«Зачался нынешний Иван наш и родился в законопреступлении и в лютом сладострастии...» Кто больше виноват — он сам или иосифляне, из властолюбия и угодничества разрешившие его отцу развод? Виновен ли злодей в злодействах, заложенных в него при рождении? Всё та же мучительная проблема самовластия души, свободы воли и предопределения. А разве не виноваты воспитатели-бояре, провозглашавшие: «О, храбр будет сей царь и мужествен», когда он «начал человеков уронять» с высоких теремов? Нельзя простить человеку лишь того, что, зная, как надо жить, он всё-таки живёт дурно. Ивана Васильевича наставили на верный путь Сильвестр и Избранная рада. Царь самовластно сошёл с него.
Курбский ни разу не усомнился в необходимости самодержавства, тем более господства воинского чина — бояр, дворян. Он не замечал, что та же Избранная рада выкармливала и поддерживала деспотизм. Самодержавство, полагал Андрей Михайлович, угодно Богу и народу, только поддерживать его должны не «порозиты» и «кромешники», а добрые советники. Однако история показала, что добрым не управиться ни с паразитами, ни со злодеями. Оставалось надеяться на отдалённое возмездие — может быть, Страшный Суд...
История — собрание вопросов без ответов. Но примириться с этим думающий человек не может. Он отвечает в меру разумения, пристрастий, выгод и бескорыстия. Другие ему противоречат. Ответы гасят друг друга встречными пожарами. Вопросы остаются и заставляют внуков тревожно задумываться о прошлом и будущем.
Князь выпускал из пальцев затупленное перо. Легко и возбуждённо ходил по низкой горнице. Ему становилось тесно в её стенах, между простым сосновым столиком и изразцовой печью. С крыльца он долго смотрел на звёздный полог, обрезанный снизу зубчатым тыном. Густела и наливалась синью ночь над озером, лесными топями и гнездом верного аиста на крыше.

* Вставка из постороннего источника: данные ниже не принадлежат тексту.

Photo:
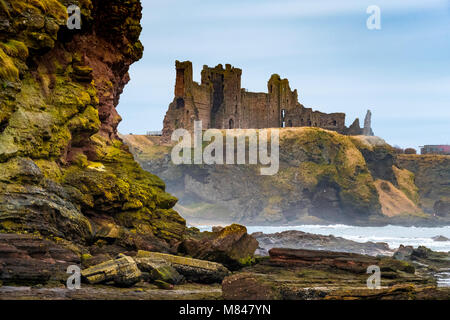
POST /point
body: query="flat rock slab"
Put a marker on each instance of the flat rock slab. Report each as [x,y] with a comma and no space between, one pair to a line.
[192,269]
[123,271]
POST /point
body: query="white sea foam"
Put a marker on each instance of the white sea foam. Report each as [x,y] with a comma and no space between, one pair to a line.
[394,236]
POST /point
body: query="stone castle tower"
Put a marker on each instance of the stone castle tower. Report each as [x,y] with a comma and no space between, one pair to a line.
[220,102]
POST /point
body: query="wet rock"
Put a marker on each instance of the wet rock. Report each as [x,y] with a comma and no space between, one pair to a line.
[159,269]
[424,257]
[123,271]
[194,270]
[351,262]
[30,260]
[231,246]
[440,238]
[302,240]
[247,286]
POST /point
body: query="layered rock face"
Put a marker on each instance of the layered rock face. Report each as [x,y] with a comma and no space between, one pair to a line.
[323,177]
[64,173]
[432,177]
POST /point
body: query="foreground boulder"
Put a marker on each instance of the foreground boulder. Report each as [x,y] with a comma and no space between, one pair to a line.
[192,269]
[351,262]
[123,271]
[158,270]
[28,260]
[231,246]
[316,275]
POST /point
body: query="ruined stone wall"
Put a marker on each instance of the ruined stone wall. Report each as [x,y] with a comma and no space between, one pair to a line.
[219,102]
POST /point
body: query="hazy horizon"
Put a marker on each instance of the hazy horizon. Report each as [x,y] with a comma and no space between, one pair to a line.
[325,50]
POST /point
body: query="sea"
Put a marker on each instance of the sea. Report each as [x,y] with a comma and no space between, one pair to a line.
[394,236]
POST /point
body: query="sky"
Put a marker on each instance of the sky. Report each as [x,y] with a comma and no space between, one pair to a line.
[400,72]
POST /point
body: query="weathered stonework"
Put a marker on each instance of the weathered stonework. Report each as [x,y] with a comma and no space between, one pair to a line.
[220,102]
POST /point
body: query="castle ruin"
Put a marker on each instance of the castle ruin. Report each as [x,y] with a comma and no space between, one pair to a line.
[220,102]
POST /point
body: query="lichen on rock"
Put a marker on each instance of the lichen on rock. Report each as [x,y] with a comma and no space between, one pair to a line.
[64,172]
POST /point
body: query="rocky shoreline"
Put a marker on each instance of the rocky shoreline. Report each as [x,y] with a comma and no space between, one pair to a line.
[29,270]
[303,240]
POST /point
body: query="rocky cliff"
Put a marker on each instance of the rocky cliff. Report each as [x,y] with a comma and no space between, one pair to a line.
[323,177]
[432,177]
[64,173]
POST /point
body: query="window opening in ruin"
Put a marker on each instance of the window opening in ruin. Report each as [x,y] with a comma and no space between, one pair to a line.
[180,103]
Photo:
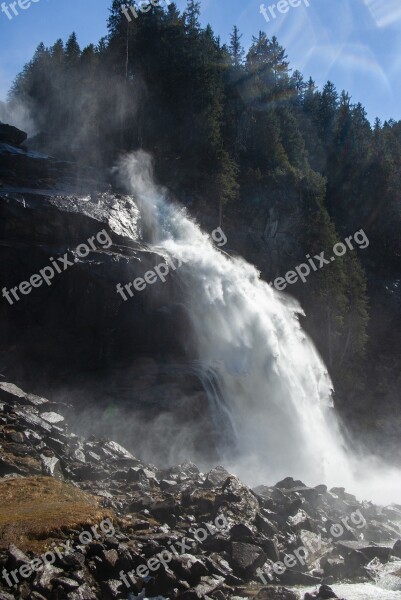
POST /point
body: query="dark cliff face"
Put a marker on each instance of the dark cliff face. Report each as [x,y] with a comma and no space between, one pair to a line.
[77,338]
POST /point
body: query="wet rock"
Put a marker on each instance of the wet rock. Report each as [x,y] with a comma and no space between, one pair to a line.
[276,593]
[84,592]
[216,477]
[396,551]
[246,558]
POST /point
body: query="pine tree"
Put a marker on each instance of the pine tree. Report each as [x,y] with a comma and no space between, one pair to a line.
[237,52]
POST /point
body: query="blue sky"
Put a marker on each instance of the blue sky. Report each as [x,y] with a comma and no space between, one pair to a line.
[355,43]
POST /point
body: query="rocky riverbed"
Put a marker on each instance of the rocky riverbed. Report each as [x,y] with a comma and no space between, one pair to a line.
[172,533]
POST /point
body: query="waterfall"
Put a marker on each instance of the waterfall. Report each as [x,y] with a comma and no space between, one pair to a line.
[270,393]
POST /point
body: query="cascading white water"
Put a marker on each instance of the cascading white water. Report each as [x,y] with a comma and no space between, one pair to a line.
[273,397]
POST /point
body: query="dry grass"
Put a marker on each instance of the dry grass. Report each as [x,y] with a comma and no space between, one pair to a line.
[34,510]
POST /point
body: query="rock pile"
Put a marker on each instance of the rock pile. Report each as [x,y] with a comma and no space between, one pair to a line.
[218,538]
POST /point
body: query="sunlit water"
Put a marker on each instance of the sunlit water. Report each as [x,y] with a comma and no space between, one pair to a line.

Что нужно пишущему, кроме свечи и ночи?
В отдохновенные минуты приходят счастливые находки, словосочетания, которые бывают. дороже смысла: «...прелютостью наквашен...» Или — «кромешники», уничижительное обозначение опричников, ибо «опричь» и «кроме» — одно и то же. «Царь добрыми советниками яко град претвёрдыми столпами утверждён...»
На звёзды надвигалась невидимая мгла.
Кто, кроме Бога, ведает судьбу страны, — ему же открыты людские страсти и стяжания и ещё то грозное, сильнее стяжаний и страстей, что люди поневоле рождают под именем царя и государства... Никто, ниже историк.
ГЛАВА 7
1
Бывает, вдруг изымет тебя из сна голос кликуна — ночного сторожа, — и сны твои загадочные, и явь грядущего скуются звено к звену, и вот уже цепь на тебе, сияющая цепь жизненного долга. Ты уже не просто странствуешь, читаешь и видишь сны: ты исполняешь возложенное на тебя.
Кем?
Это тайна.
Неупокой не пытался проникать в неё, довольствуясь незнакомым и сладостным чувством подвижничества, видением света, вдруг озарившего главное в его жизни, цель её, всё остальное погрузив в тень. Открытие цели только по видимости было внезапным: судьбы людей, встреченных им в последний год — от Ермолая-Еразма до князя Курбского, — очистили голос его судьбы.
Голос кликуна, не спящего, когда другие спят.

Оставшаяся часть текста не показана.